I don’t want to give away too much of the details of the plot for those who might yet see it (although if you want a barebones overview, check out the show’s Wiki page here). But this show confirmed for me that the overlay of rock and theology is far from dead in popular culture; this rock musical was replete with religious imagery, gesture, and

invocation. It traces the lives of three young men in the early 21st century United States who find the sad familial rituals and dulling TV-driven couch life of their suburban town too much to bear. They want to form a rock band and be done with it all. Far from being a punk invention, this is an old rock story. (I wrote here about the power of the venerable Rush tune “Subdivisions” and its cover by musician Jacob Moon.) The youthful flight from the American suburbs is also a story (among other things) of race and class, neither of which get much honest dealing (even in Broadway musical terms) in “American Idiot,” which I will leave to experts in punk to say whether this reproduces or betrays (or both) the lived dynamics of punk in this country. But the three friends end up taking different routes to escape: one, by non-escape (because he ends up staying home with his pregnant girlfriend, Heather), another by joining the military and being shipped off to Iraq, and a third by finding urban love (with an outstanding Rebecca Naomi Jones, formerly of Passing Strange, as the unfortunately named “Whatshername”) and drugs, not necessarily in that order. The musical checks in on all three (whose names are Johnny, Tunny, and Will) as they make their way through love and war to try to find something real outside suburbia. But what does get a fair amount of play in this musical is religion.

Where and how one finds that religion is going to be contentious, and I want to keep this post relatively brief. But one of the main characters is named St. Jimmy (a marquee role played by Armstrong in recent performances, also played by Melissa Etheridge a few weeks ago, and soon to be played by Davey Havok of AFI and no doubt many other swashbuckling and devious personae to come). St. Jimmy is more or less an angel/demon/daimon of concupiscence, Johnny’s gateway to drug use and his siren into an addictive spiral. Angel wings projected on the wall during one of his songs suggest his divine-ish identity. Meantime, an image of a cross on a television is surrounded by porn shops, and Johnny is celebrated as the “Jesus of Suburbia” (the punk Nazareth — “Can anything good come of it?” as John 1:46 in the Christian scriptures wonders), taking on both its failings and its redemption. Despite the fact that Christian symbols are often invoked, I could not find much going on in that regard beyond a mere battery of religious references deployed playfully in a show full of “shock and awe” about growing up under “shock and awe.”

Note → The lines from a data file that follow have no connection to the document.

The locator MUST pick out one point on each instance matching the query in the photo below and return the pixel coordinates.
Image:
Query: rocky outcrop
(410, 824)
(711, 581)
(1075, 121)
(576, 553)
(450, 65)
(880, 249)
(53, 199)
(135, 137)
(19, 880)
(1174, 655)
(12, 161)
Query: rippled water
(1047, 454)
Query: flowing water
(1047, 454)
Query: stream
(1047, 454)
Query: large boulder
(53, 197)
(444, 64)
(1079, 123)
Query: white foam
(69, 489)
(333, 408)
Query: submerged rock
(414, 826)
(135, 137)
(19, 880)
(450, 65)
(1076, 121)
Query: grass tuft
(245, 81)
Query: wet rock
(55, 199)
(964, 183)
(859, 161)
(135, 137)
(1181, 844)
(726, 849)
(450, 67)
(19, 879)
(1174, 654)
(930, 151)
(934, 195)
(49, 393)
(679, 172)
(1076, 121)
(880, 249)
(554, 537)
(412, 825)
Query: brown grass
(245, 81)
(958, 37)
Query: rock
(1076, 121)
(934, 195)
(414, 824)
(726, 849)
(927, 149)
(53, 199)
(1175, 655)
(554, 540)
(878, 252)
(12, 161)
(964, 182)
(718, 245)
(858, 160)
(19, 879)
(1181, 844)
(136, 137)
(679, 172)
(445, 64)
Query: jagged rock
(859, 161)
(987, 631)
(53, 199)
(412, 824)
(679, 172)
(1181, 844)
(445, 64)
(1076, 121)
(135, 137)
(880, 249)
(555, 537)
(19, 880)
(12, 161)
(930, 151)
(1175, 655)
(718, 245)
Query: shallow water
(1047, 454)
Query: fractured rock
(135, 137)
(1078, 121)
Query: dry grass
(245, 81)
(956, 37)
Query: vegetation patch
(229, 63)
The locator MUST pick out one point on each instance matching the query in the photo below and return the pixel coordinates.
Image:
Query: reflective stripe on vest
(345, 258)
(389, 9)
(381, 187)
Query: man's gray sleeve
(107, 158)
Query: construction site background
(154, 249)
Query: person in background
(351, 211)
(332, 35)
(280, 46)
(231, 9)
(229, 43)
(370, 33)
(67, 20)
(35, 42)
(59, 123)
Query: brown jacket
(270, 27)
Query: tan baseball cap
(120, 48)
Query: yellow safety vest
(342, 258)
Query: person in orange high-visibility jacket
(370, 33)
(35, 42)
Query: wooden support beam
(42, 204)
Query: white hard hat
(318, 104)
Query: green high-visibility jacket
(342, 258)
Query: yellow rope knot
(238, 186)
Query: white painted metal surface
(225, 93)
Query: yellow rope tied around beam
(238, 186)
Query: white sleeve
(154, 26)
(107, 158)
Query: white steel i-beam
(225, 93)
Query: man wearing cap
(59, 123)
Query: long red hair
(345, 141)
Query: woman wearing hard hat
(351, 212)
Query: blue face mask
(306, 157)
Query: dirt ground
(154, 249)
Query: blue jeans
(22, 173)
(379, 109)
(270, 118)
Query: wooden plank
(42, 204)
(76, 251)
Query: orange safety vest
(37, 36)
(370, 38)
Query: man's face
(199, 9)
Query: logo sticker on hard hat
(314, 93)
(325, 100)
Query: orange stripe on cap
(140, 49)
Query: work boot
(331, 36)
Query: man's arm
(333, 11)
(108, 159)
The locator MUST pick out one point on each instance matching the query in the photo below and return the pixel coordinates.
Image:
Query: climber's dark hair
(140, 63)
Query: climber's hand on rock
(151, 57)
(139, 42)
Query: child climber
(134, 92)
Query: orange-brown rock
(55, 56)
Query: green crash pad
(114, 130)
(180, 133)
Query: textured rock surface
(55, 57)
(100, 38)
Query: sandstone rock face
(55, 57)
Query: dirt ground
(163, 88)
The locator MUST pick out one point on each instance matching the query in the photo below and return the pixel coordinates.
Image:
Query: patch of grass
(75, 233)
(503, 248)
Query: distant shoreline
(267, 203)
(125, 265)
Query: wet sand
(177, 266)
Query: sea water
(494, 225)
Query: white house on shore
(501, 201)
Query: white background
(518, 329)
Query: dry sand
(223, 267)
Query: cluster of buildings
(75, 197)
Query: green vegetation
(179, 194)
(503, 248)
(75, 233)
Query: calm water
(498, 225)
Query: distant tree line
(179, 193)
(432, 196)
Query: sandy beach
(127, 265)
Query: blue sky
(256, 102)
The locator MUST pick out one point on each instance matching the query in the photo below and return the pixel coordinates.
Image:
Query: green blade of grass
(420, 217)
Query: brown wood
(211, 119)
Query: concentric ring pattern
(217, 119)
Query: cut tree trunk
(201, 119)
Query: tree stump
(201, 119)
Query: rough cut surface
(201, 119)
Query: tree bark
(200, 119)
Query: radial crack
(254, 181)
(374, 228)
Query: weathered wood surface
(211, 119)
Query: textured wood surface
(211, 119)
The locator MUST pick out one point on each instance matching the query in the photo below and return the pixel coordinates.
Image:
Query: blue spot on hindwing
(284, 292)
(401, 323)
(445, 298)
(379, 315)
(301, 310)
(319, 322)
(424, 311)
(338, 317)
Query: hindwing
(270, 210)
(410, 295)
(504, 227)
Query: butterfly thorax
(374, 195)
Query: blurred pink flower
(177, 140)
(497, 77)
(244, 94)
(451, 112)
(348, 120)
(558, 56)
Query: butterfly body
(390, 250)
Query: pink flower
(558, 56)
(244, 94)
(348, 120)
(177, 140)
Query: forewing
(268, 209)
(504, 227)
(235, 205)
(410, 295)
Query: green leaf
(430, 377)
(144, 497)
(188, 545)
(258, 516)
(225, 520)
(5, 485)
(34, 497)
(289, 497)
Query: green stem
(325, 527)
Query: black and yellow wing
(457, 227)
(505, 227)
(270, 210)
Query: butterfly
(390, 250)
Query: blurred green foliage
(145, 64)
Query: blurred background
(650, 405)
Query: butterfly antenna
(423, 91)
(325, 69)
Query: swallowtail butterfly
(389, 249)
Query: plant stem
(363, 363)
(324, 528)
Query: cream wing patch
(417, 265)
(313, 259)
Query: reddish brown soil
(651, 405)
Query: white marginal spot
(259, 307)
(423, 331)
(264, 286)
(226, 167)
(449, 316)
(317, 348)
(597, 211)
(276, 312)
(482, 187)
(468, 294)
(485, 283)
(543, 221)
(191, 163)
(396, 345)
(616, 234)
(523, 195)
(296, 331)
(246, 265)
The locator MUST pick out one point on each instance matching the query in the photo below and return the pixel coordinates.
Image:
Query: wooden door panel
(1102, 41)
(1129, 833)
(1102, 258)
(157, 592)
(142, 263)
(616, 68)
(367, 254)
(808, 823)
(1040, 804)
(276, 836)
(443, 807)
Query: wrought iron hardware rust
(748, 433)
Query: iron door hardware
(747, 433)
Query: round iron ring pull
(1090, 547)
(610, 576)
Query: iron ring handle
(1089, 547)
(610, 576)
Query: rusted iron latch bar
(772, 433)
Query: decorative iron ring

Apart from the explicit Christian images that recur regularly, the more interesting pieces of theological traffic for me were: (1) the question of the real identity of St. Jimmy, which, the play reveals, is some kind of narcissistic theological fantasy of Johnny — and for a brief moment in “American Idiot” there was a glimmer of a challenge to a theology of saintliness but no more than a gesture toward a criticism of the invention of “saints”; (2) Tunny’s fantasy/hallucination, as a wounded soldier stuck in his hospital gurney, about a Muslim woman (played by Christian Sajous), in full burqa, descending from heaven. I wish, wish, wish they had done more with this, which is the most surprising scene in the entire musical. Instead (as too often happens with “Whatshername”), she disrobes and we get more sexy dancing. One need not be against sexy dancing (cue famous Spinal Tap scene) to want fuller characters and, come on, in the spirit of punk, more freedom with these tired codes. And therein, frequently enough, more satisfying revelation. (See Spring Awakening or Passing Strange, for example.)

Still, an evening with “American Idiot” was confirmation that rock and religion are not only far from separating, they are rarely far from each other.